NASA SBIR 2003 Solicitation

FORM B - PROPOSAL SUMMARY


PROPOSAL NUMBER: 03- II B3.01-8092
SUBTOPIC TITLE: Advanced Spacecraft Life Support
PROPOSAL TITLE: Low-Power Formaldehyde Detector for Space Applications

PRINCIPAL INVESTIGATOR/PROJECT MANAGER (Name, E-mail, Mail Address, City/State/Zip, Phone)
Daniel J Kane
djkane@swsciences.com
1570 Pacheco St., Suite E-11
Santa Fe, NM 87505-3993
(505)984-1322
U.S. Citizen or Legal Resident: Yes

TECHNICAL ABSTRACT (LIMIT 200 WORDS)
Trace contamination of the International Space Station (ISS) by formaldehyde -- a known carcinogen -- is a significant threat to crew health. The spacecraft maximum allowable concentration (SMAC) in air is only 40 parts per billion and ambient concentrations appear to be increasing as formaldehyde outgasses from a variety of plastic components. Monitoring formaldehyde levels is difficult because few analytical methods can achieve sufficient sensitivity from instrumentation that can be adapted for space-based operation. The current detection method -- using absorbent "badges" -- relies on post-flight analysis of the adsorbent material. Some of those measurements show formaldehyde concentrations close to the SMAC upper bound. As a result, a need exists for a reliable, fully automated analyzer that can provide continuous monitoring of formaldehyde concentrations on board the ISS. The target detection sensitivity is 10 ppb and the response time should be < 10 minutes. Southwest Sciences proposes the development of an optical analyzer for formaldehyde that is expected to meet the requirements of space-based operation. The instrument will be compact, light weight, require little electrical power and no consumables, and will be able to operate for extended periods (months to years) without maintenance or re-calibration.
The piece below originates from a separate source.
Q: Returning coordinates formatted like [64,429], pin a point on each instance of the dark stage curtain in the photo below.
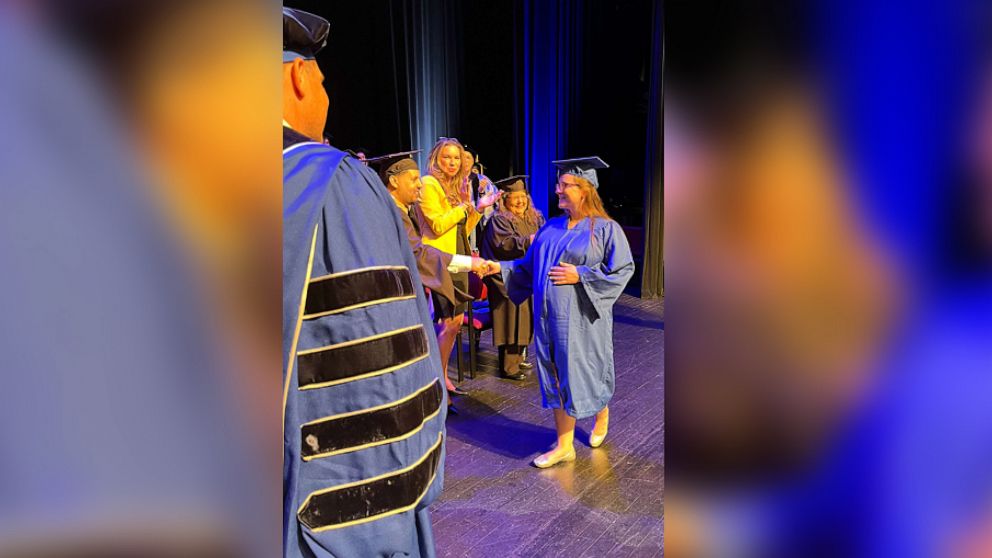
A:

POTENTIAL NASA COMMERCIAL APPLICATIONS (LIMIT 100 WORDS)
The development of the new optical analyzer for formaldehyde will allow the detection of gases that have previously been unobtainable with current technology. Detection of compounds such as arsine, phosphine, ammonia, and ethylene for will be possible using our new spectroscopic source. This will open new commericial opportunities in medical breath testing for disease identification and screening, in-line industrial monitoring, and hazardous gas sensing. The small size, low-power, and low cost requirements will permit partable devices as well as stationary units.

POTENTIAL NON-NASA COMMERCIAL APPLICATIONS (LIMIT 100 WORDS)
The spacecraft maximum allowable concentration (SMAC) of formaldehyde in air is only 40 parts per billion and ambient concentrations appear to be increasing as formaldehyde outgasses from a variety of plastic components. Monitoring formaldehyde levels is difficult because few analytical methods can achieve sufficient sensitivity from instrumentation that can be adapted for space-based operation. The current detection method -- using absorbent "badges" -- relies on slow, post-flight analysis of the adsorbent material. Some of those measurements show formaldehyde concentrations close to the SMAC upper bound. Our technology will provide real-time monitoring of formaldehyde in spacecraft.